I've used a few different packages, but that was a few years ago now and I'm a bit out-of-date as to what is considered cutting-edge. Basically, my question's this: What's the best choice of video-editing software for students from the age of 14 up, who often have literacy or numeracy difficulties (in addition to a fair host of students with dyslexia, dyspraxia and plenty of other SENs)? It would be great if this software is quick and easy to pick up on the teacher's part too! I know how powerful Premiere is, but we simply don't need it at this level!

Any help would be hugely appreciated!

Cheers.


----------



## koala (Mar 27, 2005)

*Re: Easy-to-use school video-editing software?*

Hi, welcome to TSF

What kind of video editing will the students be doing? If it's just pasting clips into the timeline, adding transitions, re-ordering clips and overlaying text then the easiest program is Windows Movie Maker which comes as part of XP/Vista.

There are some other good freeware and shareware editors available we can recommend if this is too basic for your requirements, but WMM is the easiest to learn, though obviously not with as many advanced features as Premiere.


----------



## dan1104 (May 16, 2008)

*Re: Easy-to-use school video-editing software?*

Hey, thanks for your response.

Since there's quite a wide range of students using the media equipment, ranging from 14-year-olds who haven't ever edited footage before to A-Level students putting together semi-professional productions, it's difficult to say that there's a single specific audience in mind for the software.

I was aware that WMM was a fairly easy-to-use piece of software, and I'll certainly recommend it to the guy responsible for ordering software on Monday, but I've got a suspicion that some slightly more advanced features might be required - it's the user-friendly quick-to-pick-up interface that they really want. They're happy to pay for it too - by no means does it need to be share/freeware. I'm just posting on here because I'm a bit out of the loop and have no idea where to start!

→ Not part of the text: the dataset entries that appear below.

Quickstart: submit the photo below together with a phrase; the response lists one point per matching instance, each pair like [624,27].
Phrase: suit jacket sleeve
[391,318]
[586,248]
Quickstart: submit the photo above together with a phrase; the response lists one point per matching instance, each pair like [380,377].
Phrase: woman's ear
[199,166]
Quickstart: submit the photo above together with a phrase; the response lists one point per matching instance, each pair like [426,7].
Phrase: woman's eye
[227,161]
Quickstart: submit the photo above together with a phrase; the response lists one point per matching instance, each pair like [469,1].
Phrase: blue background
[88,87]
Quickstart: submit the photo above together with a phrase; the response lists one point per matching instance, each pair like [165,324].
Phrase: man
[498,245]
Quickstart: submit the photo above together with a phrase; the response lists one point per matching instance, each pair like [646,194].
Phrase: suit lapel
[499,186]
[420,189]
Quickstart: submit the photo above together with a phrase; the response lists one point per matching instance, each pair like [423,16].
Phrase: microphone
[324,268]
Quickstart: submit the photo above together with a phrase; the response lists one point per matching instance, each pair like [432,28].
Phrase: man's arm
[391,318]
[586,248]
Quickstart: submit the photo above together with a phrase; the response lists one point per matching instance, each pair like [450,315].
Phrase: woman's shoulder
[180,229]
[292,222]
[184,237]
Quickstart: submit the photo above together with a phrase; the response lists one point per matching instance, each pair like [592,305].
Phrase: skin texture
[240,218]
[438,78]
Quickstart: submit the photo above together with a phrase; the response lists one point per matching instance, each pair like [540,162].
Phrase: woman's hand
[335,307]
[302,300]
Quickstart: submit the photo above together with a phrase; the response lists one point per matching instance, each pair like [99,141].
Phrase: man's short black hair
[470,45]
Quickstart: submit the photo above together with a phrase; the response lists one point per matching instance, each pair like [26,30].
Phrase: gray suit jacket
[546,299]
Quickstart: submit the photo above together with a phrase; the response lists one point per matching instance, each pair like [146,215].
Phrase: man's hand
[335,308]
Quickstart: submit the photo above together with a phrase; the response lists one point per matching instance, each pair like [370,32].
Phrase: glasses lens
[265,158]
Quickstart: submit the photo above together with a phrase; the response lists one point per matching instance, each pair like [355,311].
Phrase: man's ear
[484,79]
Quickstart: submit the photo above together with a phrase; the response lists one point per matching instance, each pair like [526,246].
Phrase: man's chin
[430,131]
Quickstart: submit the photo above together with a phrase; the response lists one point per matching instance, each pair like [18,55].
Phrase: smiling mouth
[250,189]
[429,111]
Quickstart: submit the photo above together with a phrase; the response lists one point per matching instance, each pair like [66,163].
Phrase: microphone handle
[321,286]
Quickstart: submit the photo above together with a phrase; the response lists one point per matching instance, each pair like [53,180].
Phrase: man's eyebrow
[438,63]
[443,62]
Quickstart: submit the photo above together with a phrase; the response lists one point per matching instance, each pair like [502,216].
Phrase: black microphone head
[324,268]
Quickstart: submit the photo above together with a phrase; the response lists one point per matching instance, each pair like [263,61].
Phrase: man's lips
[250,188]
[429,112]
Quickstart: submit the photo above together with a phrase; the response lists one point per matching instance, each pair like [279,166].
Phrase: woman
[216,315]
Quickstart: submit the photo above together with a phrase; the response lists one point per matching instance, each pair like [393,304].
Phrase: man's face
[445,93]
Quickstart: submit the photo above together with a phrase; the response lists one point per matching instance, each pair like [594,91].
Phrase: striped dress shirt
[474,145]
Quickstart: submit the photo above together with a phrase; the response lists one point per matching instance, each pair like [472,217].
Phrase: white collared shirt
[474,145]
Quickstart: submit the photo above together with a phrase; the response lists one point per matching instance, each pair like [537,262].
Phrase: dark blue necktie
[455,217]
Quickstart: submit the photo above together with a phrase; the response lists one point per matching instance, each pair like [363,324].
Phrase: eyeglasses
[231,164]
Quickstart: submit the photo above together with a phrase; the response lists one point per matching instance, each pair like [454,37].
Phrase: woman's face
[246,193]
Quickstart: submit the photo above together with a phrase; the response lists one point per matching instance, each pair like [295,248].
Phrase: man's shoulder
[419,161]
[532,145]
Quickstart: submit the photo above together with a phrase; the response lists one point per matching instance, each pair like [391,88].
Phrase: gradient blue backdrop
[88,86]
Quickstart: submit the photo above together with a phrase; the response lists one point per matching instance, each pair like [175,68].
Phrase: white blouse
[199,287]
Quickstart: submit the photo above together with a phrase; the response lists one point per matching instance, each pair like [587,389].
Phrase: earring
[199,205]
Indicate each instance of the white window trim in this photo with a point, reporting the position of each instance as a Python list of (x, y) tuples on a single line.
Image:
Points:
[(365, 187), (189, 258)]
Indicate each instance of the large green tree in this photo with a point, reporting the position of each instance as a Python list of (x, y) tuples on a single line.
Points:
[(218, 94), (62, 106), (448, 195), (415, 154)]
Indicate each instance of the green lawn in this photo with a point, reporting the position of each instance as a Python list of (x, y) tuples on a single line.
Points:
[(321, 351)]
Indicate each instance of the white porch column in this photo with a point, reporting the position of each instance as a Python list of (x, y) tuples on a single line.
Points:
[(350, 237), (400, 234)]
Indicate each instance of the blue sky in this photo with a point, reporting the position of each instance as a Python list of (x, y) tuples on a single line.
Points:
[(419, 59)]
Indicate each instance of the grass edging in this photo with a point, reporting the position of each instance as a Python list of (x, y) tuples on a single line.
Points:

Thanks again - any further suggestions would be great!

Cheers.


----------



## koala (Mar 27, 2005)

*Re: Easy-to-use school video-editing software?*

I only do basic video editing with WMM, but here's a list of software we usually recommend for ease of use and a good range of features.

*Adobe Premiere Elements 4* - £70 (shop around or check with Adobe for student discounts) - a cut-down version of Premiere, easier to use and allows the students to get more familiar with a professional video editor without the complexity and expense.

*Pinnacle Studio 11* - £20 - popular choice, good features and easy to use interface.

*Corel VideoStudio 11.5 Plus* - £40 - similar to Pinnacle.

*Zwei-Stein* - freeware - excellent quality for the price. Recommended for beginners.

*Sony Vegas Pro 8* - £400 (free demos and trial versions available if required) - similar to the full version of Premiere.


----------



## dan1104 (May 16, 2008)

*Re: Easy-to-use school video-editing software?*

That's perfect - exactly what I was looking for. Thanks a bunch!


----------



## zuluclayman (Dec 16, 2005)

*Re: Easy-to-use school video-editing software?*

I teach in a secondary school - visual arts and photographic & digital media - we use Windows Moviemaker2 for some simple stuff but use Premiere Elements for more professional results - I use Premiere Elements at home too - loads of capabilities but can be used simply if necessary.


----------